During the Yeltsin years, the US made efforts to support Russian “reform.” But we Americans have little appreciation of the particularities of other countries – historical, social, cultural, political – and expected too much and gave too little. With Putin the trajectory has been mostly down. But the events in Ukraine, Russian resilience to sanctions, and Moscow's reclaimed role in the Mideast suggest that it was always foolish to see Russia as simply a second class power of no consequence. The US and Europe – as at least the Germans understand – need Russia.

Russia and the US have a deep shared interest in their own and global security. They form, in effect, the Western and Eastern flanks of the Atlantic community. Conflict between the two helps neither. We face a common threat from Islamic fundamentalism and the regional chaos in Syria and Iraq. We both must contend with the “rise” of China. That the two countries have different political systems is not unusual and reflects our very different histories. It should not take Donald Trump to note that the Russian people have chosen their president and still support him. Sanctions have not weakened Putin because the Russian people need little help in seeing in them another example of US aggression.
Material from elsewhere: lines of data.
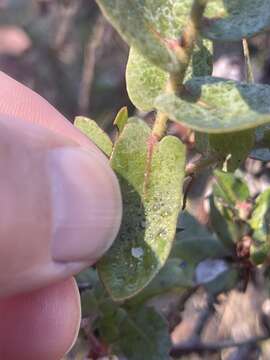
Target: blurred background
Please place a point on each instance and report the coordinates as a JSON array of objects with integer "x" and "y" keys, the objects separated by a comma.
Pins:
[{"x": 67, "y": 52}]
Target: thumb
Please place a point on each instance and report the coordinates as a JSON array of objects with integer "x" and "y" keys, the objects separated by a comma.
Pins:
[{"x": 60, "y": 206}]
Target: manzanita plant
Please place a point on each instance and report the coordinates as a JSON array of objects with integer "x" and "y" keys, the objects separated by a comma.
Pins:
[{"x": 156, "y": 252}]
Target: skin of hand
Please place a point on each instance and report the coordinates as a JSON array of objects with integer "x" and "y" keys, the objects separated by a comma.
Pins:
[{"x": 60, "y": 210}]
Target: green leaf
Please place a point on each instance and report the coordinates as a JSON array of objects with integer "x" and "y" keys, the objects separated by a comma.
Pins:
[
  {"x": 149, "y": 221},
  {"x": 91, "y": 129},
  {"x": 230, "y": 189},
  {"x": 176, "y": 276},
  {"x": 146, "y": 25},
  {"x": 262, "y": 154},
  {"x": 235, "y": 145},
  {"x": 260, "y": 223},
  {"x": 235, "y": 19},
  {"x": 225, "y": 229},
  {"x": 146, "y": 81},
  {"x": 121, "y": 119},
  {"x": 216, "y": 105}
]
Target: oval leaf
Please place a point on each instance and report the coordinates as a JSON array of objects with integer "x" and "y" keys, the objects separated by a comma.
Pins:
[
  {"x": 217, "y": 105},
  {"x": 146, "y": 81},
  {"x": 235, "y": 19},
  {"x": 149, "y": 221},
  {"x": 146, "y": 25},
  {"x": 235, "y": 147}
]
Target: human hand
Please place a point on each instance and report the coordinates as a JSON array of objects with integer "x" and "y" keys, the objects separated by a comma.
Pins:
[{"x": 60, "y": 210}]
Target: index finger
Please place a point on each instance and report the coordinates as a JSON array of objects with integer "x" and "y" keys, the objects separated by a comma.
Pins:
[{"x": 18, "y": 101}]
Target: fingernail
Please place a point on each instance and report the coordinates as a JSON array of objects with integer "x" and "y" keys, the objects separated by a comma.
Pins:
[{"x": 86, "y": 205}]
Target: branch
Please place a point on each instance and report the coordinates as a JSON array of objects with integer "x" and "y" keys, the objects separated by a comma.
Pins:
[
  {"x": 204, "y": 318},
  {"x": 94, "y": 41},
  {"x": 199, "y": 347},
  {"x": 188, "y": 40},
  {"x": 248, "y": 66},
  {"x": 201, "y": 164}
]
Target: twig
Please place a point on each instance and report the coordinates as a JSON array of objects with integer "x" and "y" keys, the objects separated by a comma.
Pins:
[
  {"x": 188, "y": 40},
  {"x": 201, "y": 164},
  {"x": 248, "y": 67},
  {"x": 68, "y": 13},
  {"x": 204, "y": 318},
  {"x": 184, "y": 49},
  {"x": 199, "y": 347},
  {"x": 94, "y": 41}
]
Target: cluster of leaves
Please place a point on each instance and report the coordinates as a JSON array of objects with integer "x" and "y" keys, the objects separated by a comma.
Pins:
[{"x": 154, "y": 252}]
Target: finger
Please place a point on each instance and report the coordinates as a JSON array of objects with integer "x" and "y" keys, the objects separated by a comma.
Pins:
[
  {"x": 40, "y": 325},
  {"x": 18, "y": 101},
  {"x": 60, "y": 207}
]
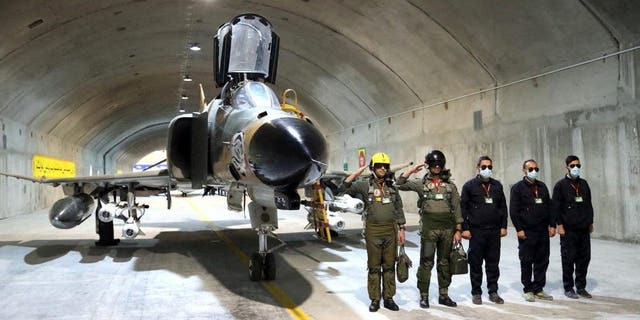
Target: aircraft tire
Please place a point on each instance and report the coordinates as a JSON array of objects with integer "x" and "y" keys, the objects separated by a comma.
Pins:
[
  {"x": 270, "y": 266},
  {"x": 255, "y": 267}
]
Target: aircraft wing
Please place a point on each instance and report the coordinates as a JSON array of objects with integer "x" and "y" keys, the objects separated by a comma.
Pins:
[{"x": 152, "y": 179}]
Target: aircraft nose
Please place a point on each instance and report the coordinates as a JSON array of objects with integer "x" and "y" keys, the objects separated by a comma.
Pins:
[{"x": 288, "y": 153}]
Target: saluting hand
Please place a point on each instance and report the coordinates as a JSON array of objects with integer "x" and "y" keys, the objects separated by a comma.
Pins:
[
  {"x": 355, "y": 175},
  {"x": 401, "y": 236},
  {"x": 457, "y": 236}
]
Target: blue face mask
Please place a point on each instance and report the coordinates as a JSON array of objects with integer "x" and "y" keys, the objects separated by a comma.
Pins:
[
  {"x": 486, "y": 173},
  {"x": 574, "y": 172}
]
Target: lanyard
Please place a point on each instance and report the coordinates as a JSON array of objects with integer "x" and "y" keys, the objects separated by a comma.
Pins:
[
  {"x": 382, "y": 189},
  {"x": 575, "y": 187},
  {"x": 486, "y": 189}
]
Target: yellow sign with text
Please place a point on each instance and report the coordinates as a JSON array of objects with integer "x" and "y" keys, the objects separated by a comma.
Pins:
[{"x": 52, "y": 168}]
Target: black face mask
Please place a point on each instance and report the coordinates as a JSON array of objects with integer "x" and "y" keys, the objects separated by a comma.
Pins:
[{"x": 435, "y": 163}]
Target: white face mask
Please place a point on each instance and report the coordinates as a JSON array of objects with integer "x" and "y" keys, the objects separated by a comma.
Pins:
[
  {"x": 486, "y": 173},
  {"x": 574, "y": 172}
]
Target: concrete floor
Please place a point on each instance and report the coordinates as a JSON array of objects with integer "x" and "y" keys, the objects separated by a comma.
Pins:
[{"x": 192, "y": 264}]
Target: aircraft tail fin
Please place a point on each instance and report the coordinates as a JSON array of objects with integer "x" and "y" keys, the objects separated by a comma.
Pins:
[{"x": 203, "y": 104}]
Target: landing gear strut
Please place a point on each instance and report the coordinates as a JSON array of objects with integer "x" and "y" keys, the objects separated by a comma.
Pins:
[
  {"x": 262, "y": 264},
  {"x": 104, "y": 231}
]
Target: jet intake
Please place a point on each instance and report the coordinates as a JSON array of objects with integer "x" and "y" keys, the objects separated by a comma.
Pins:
[
  {"x": 69, "y": 212},
  {"x": 288, "y": 153}
]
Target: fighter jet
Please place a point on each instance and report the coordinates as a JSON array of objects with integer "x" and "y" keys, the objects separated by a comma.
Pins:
[{"x": 242, "y": 138}]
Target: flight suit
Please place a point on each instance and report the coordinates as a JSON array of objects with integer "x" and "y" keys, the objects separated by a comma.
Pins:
[
  {"x": 383, "y": 214},
  {"x": 439, "y": 208}
]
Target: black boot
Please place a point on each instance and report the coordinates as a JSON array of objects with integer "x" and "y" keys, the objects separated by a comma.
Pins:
[
  {"x": 424, "y": 302},
  {"x": 391, "y": 305},
  {"x": 374, "y": 306},
  {"x": 444, "y": 299}
]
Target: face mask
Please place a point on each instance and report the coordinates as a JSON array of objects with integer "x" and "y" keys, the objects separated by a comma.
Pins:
[
  {"x": 574, "y": 172},
  {"x": 486, "y": 173}
]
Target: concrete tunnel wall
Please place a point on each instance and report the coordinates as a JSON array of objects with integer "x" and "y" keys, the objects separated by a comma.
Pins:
[
  {"x": 584, "y": 111},
  {"x": 19, "y": 144}
]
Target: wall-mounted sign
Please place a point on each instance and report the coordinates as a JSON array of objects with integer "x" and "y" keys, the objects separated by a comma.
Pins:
[{"x": 362, "y": 158}]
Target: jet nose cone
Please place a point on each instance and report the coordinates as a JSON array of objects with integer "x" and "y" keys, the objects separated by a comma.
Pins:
[{"x": 288, "y": 153}]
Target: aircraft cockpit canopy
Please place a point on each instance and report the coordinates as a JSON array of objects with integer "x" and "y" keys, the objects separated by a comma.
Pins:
[
  {"x": 246, "y": 48},
  {"x": 255, "y": 95}
]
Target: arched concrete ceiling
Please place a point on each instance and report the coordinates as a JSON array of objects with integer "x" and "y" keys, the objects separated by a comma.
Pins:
[{"x": 97, "y": 72}]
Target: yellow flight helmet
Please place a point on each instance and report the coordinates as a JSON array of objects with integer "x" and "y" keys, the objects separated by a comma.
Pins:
[{"x": 379, "y": 158}]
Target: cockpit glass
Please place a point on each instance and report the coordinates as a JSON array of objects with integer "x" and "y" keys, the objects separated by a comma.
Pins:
[
  {"x": 250, "y": 47},
  {"x": 256, "y": 94}
]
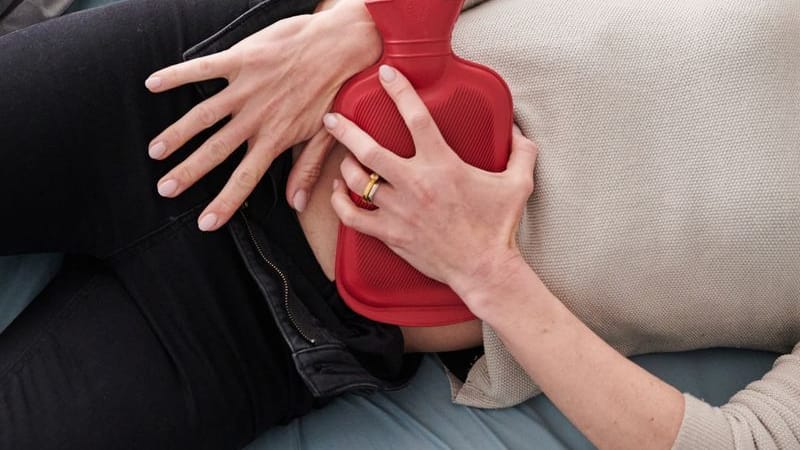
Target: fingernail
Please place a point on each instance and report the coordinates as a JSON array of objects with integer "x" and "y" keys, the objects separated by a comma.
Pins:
[
  {"x": 157, "y": 150},
  {"x": 300, "y": 200},
  {"x": 208, "y": 222},
  {"x": 152, "y": 83},
  {"x": 387, "y": 73},
  {"x": 168, "y": 188},
  {"x": 330, "y": 120}
]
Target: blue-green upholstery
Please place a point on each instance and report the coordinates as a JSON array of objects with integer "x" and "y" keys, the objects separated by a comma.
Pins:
[{"x": 421, "y": 416}]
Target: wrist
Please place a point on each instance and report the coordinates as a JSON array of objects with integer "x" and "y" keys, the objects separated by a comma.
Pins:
[
  {"x": 501, "y": 288},
  {"x": 357, "y": 37}
]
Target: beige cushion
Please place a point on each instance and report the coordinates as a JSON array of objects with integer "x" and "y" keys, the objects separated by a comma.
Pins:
[{"x": 667, "y": 206}]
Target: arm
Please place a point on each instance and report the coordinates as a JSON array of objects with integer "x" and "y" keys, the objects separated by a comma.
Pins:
[{"x": 457, "y": 224}]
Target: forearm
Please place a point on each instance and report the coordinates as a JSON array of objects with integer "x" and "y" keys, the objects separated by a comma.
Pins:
[{"x": 615, "y": 403}]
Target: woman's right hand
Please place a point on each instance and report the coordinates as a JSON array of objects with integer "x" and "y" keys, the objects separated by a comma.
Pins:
[{"x": 281, "y": 80}]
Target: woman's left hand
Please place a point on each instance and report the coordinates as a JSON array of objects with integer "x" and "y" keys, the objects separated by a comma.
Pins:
[{"x": 452, "y": 221}]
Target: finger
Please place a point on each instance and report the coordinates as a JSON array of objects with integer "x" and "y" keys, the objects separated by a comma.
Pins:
[
  {"x": 241, "y": 184},
  {"x": 192, "y": 71},
  {"x": 418, "y": 119},
  {"x": 204, "y": 115},
  {"x": 364, "y": 148},
  {"x": 522, "y": 161},
  {"x": 307, "y": 169},
  {"x": 208, "y": 156},
  {"x": 360, "y": 219},
  {"x": 357, "y": 180}
]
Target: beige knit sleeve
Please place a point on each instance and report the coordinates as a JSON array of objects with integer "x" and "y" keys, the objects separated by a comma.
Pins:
[{"x": 764, "y": 415}]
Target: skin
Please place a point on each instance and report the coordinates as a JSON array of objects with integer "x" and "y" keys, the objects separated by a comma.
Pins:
[
  {"x": 261, "y": 98},
  {"x": 438, "y": 199},
  {"x": 433, "y": 196}
]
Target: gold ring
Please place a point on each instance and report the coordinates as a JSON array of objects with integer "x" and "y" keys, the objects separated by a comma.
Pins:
[{"x": 371, "y": 188}]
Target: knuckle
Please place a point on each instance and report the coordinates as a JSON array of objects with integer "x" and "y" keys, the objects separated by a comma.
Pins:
[
  {"x": 420, "y": 121},
  {"x": 204, "y": 66},
  {"x": 217, "y": 151},
  {"x": 246, "y": 179},
  {"x": 226, "y": 204},
  {"x": 311, "y": 172},
  {"x": 187, "y": 173},
  {"x": 205, "y": 115}
]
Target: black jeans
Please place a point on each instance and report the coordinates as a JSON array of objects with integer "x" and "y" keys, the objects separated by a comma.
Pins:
[{"x": 154, "y": 335}]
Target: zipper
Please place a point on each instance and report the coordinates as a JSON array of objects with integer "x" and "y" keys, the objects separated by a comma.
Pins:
[{"x": 283, "y": 278}]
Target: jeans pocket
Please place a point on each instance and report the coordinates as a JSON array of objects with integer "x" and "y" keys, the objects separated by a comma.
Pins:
[{"x": 261, "y": 14}]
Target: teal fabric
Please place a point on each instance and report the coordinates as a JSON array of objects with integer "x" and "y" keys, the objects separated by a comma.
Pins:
[
  {"x": 21, "y": 279},
  {"x": 421, "y": 416}
]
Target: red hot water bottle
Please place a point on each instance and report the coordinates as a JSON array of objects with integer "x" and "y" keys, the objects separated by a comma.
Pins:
[{"x": 471, "y": 105}]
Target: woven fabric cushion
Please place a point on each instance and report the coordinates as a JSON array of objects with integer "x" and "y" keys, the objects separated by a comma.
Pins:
[{"x": 667, "y": 206}]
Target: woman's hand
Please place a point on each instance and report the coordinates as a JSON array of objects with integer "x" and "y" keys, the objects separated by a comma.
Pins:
[
  {"x": 281, "y": 81},
  {"x": 452, "y": 221}
]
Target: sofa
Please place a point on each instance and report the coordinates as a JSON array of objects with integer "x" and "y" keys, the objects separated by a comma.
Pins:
[{"x": 422, "y": 416}]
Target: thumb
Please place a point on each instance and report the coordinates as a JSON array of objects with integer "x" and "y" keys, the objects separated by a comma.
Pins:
[
  {"x": 307, "y": 169},
  {"x": 522, "y": 160}
]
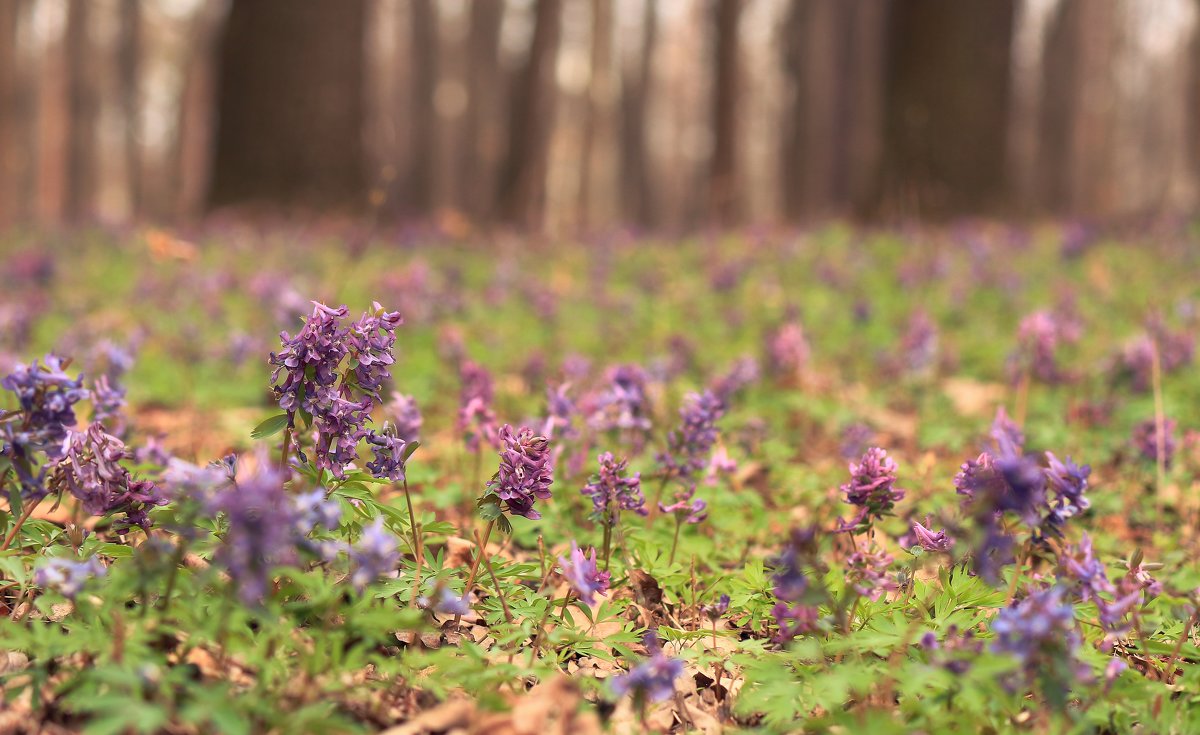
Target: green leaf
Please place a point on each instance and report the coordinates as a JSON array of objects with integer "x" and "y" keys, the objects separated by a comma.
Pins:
[{"x": 270, "y": 426}]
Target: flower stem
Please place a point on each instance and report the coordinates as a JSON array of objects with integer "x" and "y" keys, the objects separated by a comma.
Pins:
[
  {"x": 496, "y": 583},
  {"x": 474, "y": 566},
  {"x": 418, "y": 551},
  {"x": 675, "y": 544},
  {"x": 21, "y": 521}
]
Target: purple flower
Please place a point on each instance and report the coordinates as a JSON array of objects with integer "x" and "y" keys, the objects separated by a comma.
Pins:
[
  {"x": 315, "y": 511},
  {"x": 871, "y": 486},
  {"x": 561, "y": 413},
  {"x": 918, "y": 346},
  {"x": 717, "y": 610},
  {"x": 690, "y": 444},
  {"x": 583, "y": 575},
  {"x": 790, "y": 583},
  {"x": 90, "y": 470},
  {"x": 787, "y": 351},
  {"x": 309, "y": 363},
  {"x": 307, "y": 370},
  {"x": 261, "y": 535},
  {"x": 1037, "y": 338},
  {"x": 929, "y": 541},
  {"x": 67, "y": 577},
  {"x": 375, "y": 555},
  {"x": 390, "y": 455},
  {"x": 741, "y": 375},
  {"x": 868, "y": 573},
  {"x": 611, "y": 491},
  {"x": 1068, "y": 482},
  {"x": 406, "y": 417},
  {"x": 108, "y": 401},
  {"x": 1041, "y": 633},
  {"x": 47, "y": 395},
  {"x": 525, "y": 473},
  {"x": 690, "y": 509},
  {"x": 623, "y": 405},
  {"x": 371, "y": 340},
  {"x": 653, "y": 680},
  {"x": 1081, "y": 571},
  {"x": 1145, "y": 440}
]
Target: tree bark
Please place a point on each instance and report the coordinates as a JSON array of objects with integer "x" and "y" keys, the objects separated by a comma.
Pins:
[
  {"x": 81, "y": 175},
  {"x": 423, "y": 46},
  {"x": 523, "y": 179},
  {"x": 291, "y": 105},
  {"x": 485, "y": 124},
  {"x": 946, "y": 107},
  {"x": 724, "y": 193},
  {"x": 637, "y": 195},
  {"x": 129, "y": 69}
]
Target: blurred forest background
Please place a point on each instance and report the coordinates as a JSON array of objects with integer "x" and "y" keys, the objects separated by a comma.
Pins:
[{"x": 577, "y": 115}]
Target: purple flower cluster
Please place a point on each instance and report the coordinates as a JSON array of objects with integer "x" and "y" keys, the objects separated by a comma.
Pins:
[
  {"x": 690, "y": 446},
  {"x": 868, "y": 573},
  {"x": 390, "y": 454},
  {"x": 583, "y": 575},
  {"x": 793, "y": 616},
  {"x": 375, "y": 555},
  {"x": 787, "y": 351},
  {"x": 309, "y": 377},
  {"x": 525, "y": 473},
  {"x": 871, "y": 488},
  {"x": 261, "y": 533},
  {"x": 1145, "y": 440},
  {"x": 612, "y": 491},
  {"x": 653, "y": 680},
  {"x": 1039, "y": 632},
  {"x": 623, "y": 405},
  {"x": 67, "y": 577},
  {"x": 90, "y": 470},
  {"x": 688, "y": 507}
]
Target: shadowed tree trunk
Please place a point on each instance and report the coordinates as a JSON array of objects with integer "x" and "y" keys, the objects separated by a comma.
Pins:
[
  {"x": 523, "y": 179},
  {"x": 946, "y": 107},
  {"x": 291, "y": 105},
  {"x": 423, "y": 46},
  {"x": 485, "y": 129},
  {"x": 81, "y": 178},
  {"x": 10, "y": 113},
  {"x": 724, "y": 195},
  {"x": 637, "y": 196},
  {"x": 597, "y": 115},
  {"x": 129, "y": 53},
  {"x": 834, "y": 64}
]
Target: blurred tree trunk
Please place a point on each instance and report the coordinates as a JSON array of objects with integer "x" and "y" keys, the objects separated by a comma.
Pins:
[
  {"x": 637, "y": 195},
  {"x": 595, "y": 121},
  {"x": 81, "y": 175},
  {"x": 10, "y": 113},
  {"x": 834, "y": 64},
  {"x": 291, "y": 105},
  {"x": 523, "y": 179},
  {"x": 129, "y": 59},
  {"x": 423, "y": 45},
  {"x": 485, "y": 129},
  {"x": 946, "y": 107},
  {"x": 724, "y": 195}
]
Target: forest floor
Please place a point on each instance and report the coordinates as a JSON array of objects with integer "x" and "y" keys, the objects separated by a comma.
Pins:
[{"x": 929, "y": 480}]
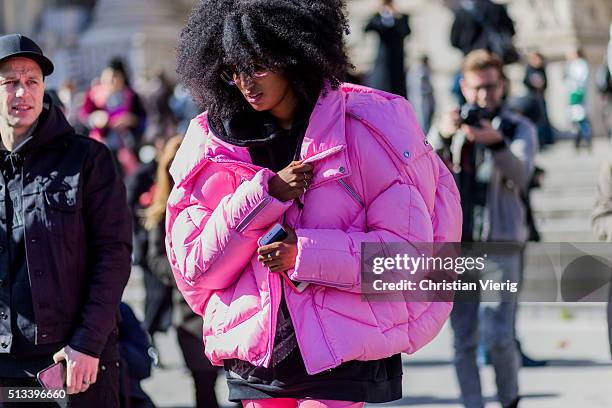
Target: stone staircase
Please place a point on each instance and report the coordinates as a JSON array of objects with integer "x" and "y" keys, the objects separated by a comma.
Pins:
[{"x": 564, "y": 203}]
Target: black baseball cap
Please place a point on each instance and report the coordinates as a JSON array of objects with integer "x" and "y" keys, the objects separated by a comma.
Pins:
[{"x": 17, "y": 45}]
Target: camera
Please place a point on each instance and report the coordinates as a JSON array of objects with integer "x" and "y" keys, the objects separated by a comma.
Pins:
[{"x": 472, "y": 114}]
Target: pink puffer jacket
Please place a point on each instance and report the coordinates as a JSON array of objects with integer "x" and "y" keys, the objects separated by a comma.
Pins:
[{"x": 357, "y": 139}]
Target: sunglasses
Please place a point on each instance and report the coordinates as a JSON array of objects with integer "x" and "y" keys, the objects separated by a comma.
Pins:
[{"x": 232, "y": 76}]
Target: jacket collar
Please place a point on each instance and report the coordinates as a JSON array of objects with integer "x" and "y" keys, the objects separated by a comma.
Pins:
[
  {"x": 49, "y": 129},
  {"x": 325, "y": 138}
]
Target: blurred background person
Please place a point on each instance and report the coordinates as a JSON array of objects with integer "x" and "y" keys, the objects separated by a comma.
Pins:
[
  {"x": 392, "y": 27},
  {"x": 115, "y": 115},
  {"x": 603, "y": 82},
  {"x": 189, "y": 325},
  {"x": 135, "y": 360},
  {"x": 183, "y": 108},
  {"x": 491, "y": 150},
  {"x": 577, "y": 73},
  {"x": 536, "y": 82},
  {"x": 422, "y": 93},
  {"x": 602, "y": 222},
  {"x": 483, "y": 24},
  {"x": 160, "y": 117}
]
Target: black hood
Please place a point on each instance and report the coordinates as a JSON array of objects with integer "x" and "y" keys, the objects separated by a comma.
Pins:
[
  {"x": 251, "y": 128},
  {"x": 248, "y": 129}
]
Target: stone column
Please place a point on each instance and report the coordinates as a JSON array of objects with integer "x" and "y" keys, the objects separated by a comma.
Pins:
[{"x": 143, "y": 32}]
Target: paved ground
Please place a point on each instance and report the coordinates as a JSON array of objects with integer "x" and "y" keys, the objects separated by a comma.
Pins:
[
  {"x": 572, "y": 336},
  {"x": 579, "y": 375}
]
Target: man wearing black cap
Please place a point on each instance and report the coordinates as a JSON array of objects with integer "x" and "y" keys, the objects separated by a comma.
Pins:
[{"x": 65, "y": 238}]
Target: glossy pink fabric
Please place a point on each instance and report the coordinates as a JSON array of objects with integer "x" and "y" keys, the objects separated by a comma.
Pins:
[
  {"x": 303, "y": 403},
  {"x": 398, "y": 191}
]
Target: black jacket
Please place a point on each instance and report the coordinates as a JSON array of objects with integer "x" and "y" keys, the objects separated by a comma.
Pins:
[{"x": 77, "y": 234}]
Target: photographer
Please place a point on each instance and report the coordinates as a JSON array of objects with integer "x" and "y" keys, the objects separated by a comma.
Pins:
[{"x": 491, "y": 152}]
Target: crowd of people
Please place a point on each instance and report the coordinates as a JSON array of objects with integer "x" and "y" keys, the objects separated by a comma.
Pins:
[{"x": 185, "y": 197}]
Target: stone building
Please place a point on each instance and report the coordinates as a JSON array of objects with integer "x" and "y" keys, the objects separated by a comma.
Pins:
[{"x": 82, "y": 35}]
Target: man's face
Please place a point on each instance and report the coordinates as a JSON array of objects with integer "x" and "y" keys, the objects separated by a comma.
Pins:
[
  {"x": 483, "y": 88},
  {"x": 21, "y": 92}
]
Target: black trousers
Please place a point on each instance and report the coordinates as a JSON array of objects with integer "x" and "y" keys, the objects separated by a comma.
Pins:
[{"x": 104, "y": 393}]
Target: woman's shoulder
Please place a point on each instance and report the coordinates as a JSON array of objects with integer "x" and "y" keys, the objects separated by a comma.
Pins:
[{"x": 390, "y": 119}]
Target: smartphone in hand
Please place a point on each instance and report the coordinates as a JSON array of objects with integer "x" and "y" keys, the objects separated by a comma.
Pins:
[
  {"x": 53, "y": 377},
  {"x": 276, "y": 234}
]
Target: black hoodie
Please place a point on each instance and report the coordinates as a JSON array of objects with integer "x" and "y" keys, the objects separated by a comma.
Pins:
[{"x": 76, "y": 241}]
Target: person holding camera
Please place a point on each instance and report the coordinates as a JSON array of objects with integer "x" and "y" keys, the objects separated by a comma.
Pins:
[
  {"x": 285, "y": 148},
  {"x": 491, "y": 152}
]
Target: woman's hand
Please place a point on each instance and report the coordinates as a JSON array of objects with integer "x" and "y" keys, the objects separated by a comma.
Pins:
[
  {"x": 291, "y": 182},
  {"x": 279, "y": 256}
]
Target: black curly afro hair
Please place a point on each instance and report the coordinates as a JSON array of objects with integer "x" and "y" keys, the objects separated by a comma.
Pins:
[{"x": 302, "y": 39}]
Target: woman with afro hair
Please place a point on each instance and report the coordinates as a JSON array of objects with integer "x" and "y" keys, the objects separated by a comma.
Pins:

What should be done? Washington's political class should make up its collective mind to deal with the Russia that is rather then the one it might wish. NATO expansion into Ukraine is not required by US national interests and should be dropped. EU membership for Ukraine should be left to the EU to process (or not). Sanctions should be rolled back. The US played a large part in Syria and Iraq's descent into chaos. There, Washington should accept that Russia has interests and that Assad's fate needs to be negotiated. More generally, the US should commit itself to working multilaterally and with it's partners on the UN Security Council, especially Russia. Achieving compromise approaches may not be easy. Trust has frayed. But as our work together on Iran nuclear shows, things can get done. And the US needs partners that don't always simply say “yes.” Those “coalitions of the willing” are not adequate protection from making mistakes. 


Note:  An earlier version of this appeared in TransConflict.